July 17th 2018: We're asked to accept a £12 million offer on an alleged GDV of £22,650,000 - just £10,650,000 lower!
|
|
rocky1
Member of DD Central
Posts: 1,132
Likes: 1,951
|
Post by rocky1 on Jul 17, 2018 15:54:35 GMT
dont forget from long ago updates lendy and this borrower are good buddies.as with many other loans we the lowly lenders do not know what deals are being made behind closed doors. you can guarantee though that they will not be in our best interests
|
|
bloodycat
Member of DD Central
Posts: 184
Likes: 84
|
Post by bloodycat on Jul 17, 2018 15:55:27 GMT
Well I think Lendy are screwed on getting any more funding on the other big DFLs that are already on their umpteenth tranche.
I have about 30% more in this loan than my limit for diversification having believed their updates.
If Lendy aren't seen to be strong in enforcing their loan conditions and recovering investors funds due then I can see quite a few other developments also trying their hand to see how little they can get away with actually paying.
|
|
Monetus
Member of DD Central
Posts: 1,179
Likes: 2,961
|
Post by Monetus on Jul 17, 2018 16:00:39 GMT
The wording of the vote definitely taps into psychological bias - I think we all know which option Lendy would prefer!
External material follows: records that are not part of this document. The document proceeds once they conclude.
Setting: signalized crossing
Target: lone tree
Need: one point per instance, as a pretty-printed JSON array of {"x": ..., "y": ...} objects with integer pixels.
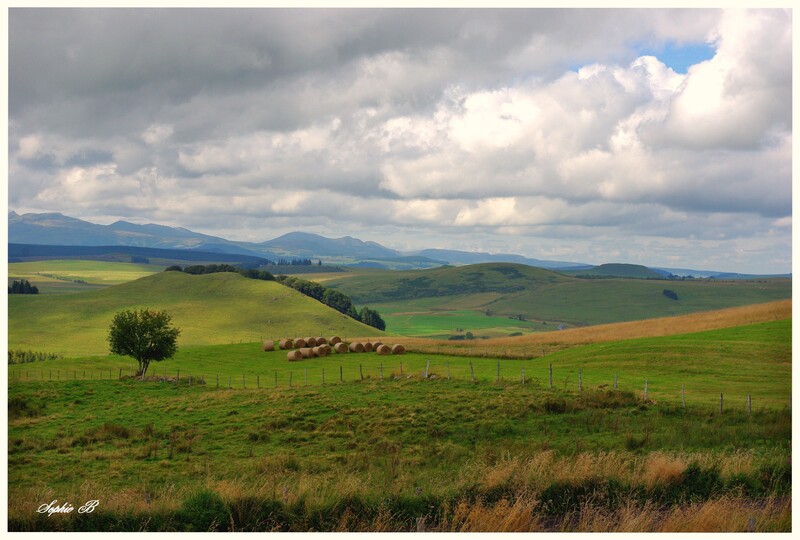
[{"x": 144, "y": 335}]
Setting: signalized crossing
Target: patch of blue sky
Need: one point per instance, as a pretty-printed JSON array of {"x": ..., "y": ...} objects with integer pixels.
[{"x": 679, "y": 57}]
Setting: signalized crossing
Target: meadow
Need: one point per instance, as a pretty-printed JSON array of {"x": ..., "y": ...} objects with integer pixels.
[
  {"x": 483, "y": 298},
  {"x": 379, "y": 455},
  {"x": 70, "y": 276},
  {"x": 209, "y": 309}
]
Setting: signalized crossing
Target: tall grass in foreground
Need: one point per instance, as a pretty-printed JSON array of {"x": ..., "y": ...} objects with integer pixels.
[{"x": 610, "y": 492}]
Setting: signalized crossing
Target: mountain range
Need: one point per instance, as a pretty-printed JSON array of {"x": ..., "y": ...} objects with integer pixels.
[{"x": 59, "y": 230}]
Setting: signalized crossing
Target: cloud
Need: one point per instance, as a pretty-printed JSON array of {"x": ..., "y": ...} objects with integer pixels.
[{"x": 503, "y": 124}]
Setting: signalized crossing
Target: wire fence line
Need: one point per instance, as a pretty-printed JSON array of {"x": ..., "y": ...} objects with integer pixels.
[{"x": 337, "y": 374}]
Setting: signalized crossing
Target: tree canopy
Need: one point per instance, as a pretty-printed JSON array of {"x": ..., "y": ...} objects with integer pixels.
[{"x": 145, "y": 335}]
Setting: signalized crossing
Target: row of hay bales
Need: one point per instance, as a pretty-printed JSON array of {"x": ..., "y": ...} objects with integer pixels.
[
  {"x": 301, "y": 343},
  {"x": 315, "y": 347}
]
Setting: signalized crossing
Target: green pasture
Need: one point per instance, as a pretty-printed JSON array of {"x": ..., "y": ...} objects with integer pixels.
[
  {"x": 507, "y": 290},
  {"x": 442, "y": 325},
  {"x": 418, "y": 443},
  {"x": 61, "y": 276},
  {"x": 752, "y": 360},
  {"x": 209, "y": 309}
]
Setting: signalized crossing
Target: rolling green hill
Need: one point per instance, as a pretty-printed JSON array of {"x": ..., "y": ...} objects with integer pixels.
[
  {"x": 504, "y": 278},
  {"x": 210, "y": 309},
  {"x": 445, "y": 301},
  {"x": 387, "y": 445}
]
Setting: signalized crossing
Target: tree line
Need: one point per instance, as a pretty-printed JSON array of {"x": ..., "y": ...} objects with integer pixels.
[
  {"x": 23, "y": 287},
  {"x": 334, "y": 299}
]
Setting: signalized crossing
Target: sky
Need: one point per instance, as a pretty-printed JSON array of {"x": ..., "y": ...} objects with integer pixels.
[{"x": 649, "y": 136}]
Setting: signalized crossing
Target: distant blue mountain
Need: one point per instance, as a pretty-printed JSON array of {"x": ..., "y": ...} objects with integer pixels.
[
  {"x": 58, "y": 229},
  {"x": 469, "y": 257},
  {"x": 302, "y": 244}
]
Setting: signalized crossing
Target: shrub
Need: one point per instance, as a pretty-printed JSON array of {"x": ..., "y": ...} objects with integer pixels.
[{"x": 205, "y": 511}]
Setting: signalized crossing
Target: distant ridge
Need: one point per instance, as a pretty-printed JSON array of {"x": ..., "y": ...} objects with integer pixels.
[
  {"x": 20, "y": 252},
  {"x": 618, "y": 270}
]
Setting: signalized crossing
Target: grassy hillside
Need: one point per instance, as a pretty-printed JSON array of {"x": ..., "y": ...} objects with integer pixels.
[
  {"x": 377, "y": 454},
  {"x": 427, "y": 303},
  {"x": 210, "y": 309},
  {"x": 78, "y": 276},
  {"x": 389, "y": 286}
]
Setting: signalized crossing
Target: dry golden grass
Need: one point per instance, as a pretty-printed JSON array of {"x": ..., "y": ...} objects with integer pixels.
[{"x": 534, "y": 344}]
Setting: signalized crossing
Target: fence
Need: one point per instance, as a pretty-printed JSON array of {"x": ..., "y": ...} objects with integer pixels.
[{"x": 338, "y": 374}]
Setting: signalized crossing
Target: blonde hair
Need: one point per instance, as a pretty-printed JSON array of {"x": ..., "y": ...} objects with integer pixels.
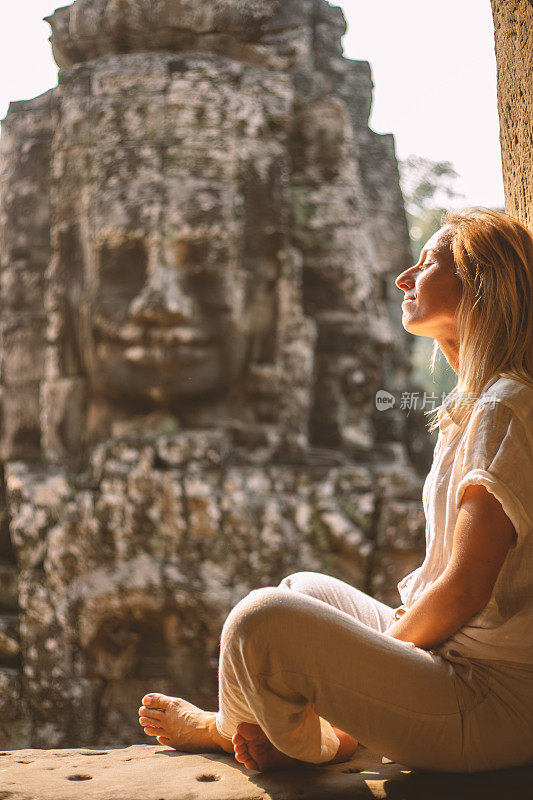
[{"x": 493, "y": 256}]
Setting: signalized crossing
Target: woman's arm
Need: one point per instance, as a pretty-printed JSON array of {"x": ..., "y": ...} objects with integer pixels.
[{"x": 482, "y": 537}]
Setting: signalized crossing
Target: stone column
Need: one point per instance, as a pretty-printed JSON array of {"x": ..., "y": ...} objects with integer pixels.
[{"x": 513, "y": 35}]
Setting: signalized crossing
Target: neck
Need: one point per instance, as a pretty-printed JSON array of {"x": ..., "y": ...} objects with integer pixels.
[{"x": 450, "y": 348}]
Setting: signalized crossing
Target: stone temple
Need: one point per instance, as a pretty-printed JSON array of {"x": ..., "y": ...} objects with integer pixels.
[{"x": 199, "y": 239}]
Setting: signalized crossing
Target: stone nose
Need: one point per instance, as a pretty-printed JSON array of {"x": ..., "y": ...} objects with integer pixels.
[{"x": 162, "y": 303}]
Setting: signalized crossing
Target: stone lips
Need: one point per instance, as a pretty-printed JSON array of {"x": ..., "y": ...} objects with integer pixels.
[{"x": 198, "y": 242}]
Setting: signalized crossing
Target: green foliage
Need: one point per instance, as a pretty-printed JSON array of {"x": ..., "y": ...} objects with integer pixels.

"We invite investors to vote on the option they feel offers the best and most certain return"
Option 1: "This alternative results in an immediate and certain resolution" "Immediate cash settlement"
|
|
copacetic
Member of DD Central
Posts: 305
Likes: 666
|
Post by copacetic on Jul 17, 2018 16:07:06 GMT
Whereas us lenders have a meagre 2-3% return over 24-36 months. I've calculated the actual internal rate of return of option 1 in a couple of scenarios: Assuming the £1m is recouped this time next year (by no means assured!): Investing day 1: 2.7% Investing in tranche 11 on 21/11/17 including cashback: -15.0% If the £1m turns out to be worth about as much as the borrowers other promises then:
Investing day 1: -1.2% Investing in tranche 11 on 21/11/17 including cashback: -24.9%
Obviously Lendy has chosen the best case senario for their example and it's abundantly clear from the language they are using that they want you to choose option 1. It's been mentioned in other places that no deal is better than a bad deal. I hope that Lendy can come up with a better deal like they did for PBL120 rather than lenders accepting the first deal that's offered.
|
|
|
Post by panache on Jul 17, 2018 16:07:22 GMT
Instead of certainty they could have emphasised option 2 - which would give them teeth to try and renegotiate a much better deal.
|
|
elliotn
Member of DD Central
Posts: 3,064
Likes: 2,681
|
Post by elliotn on Jul 17, 2018 16:07:36 GMT
dont forget from long ago updates lendy and this borrower are good buddies.as with many other loans we the lowly lenders do not know what deals are being made behind closed doors. you can guarantee though that they will not be in our best interests Post the links between the borrower and Ly on DDC for benefit of other lenders.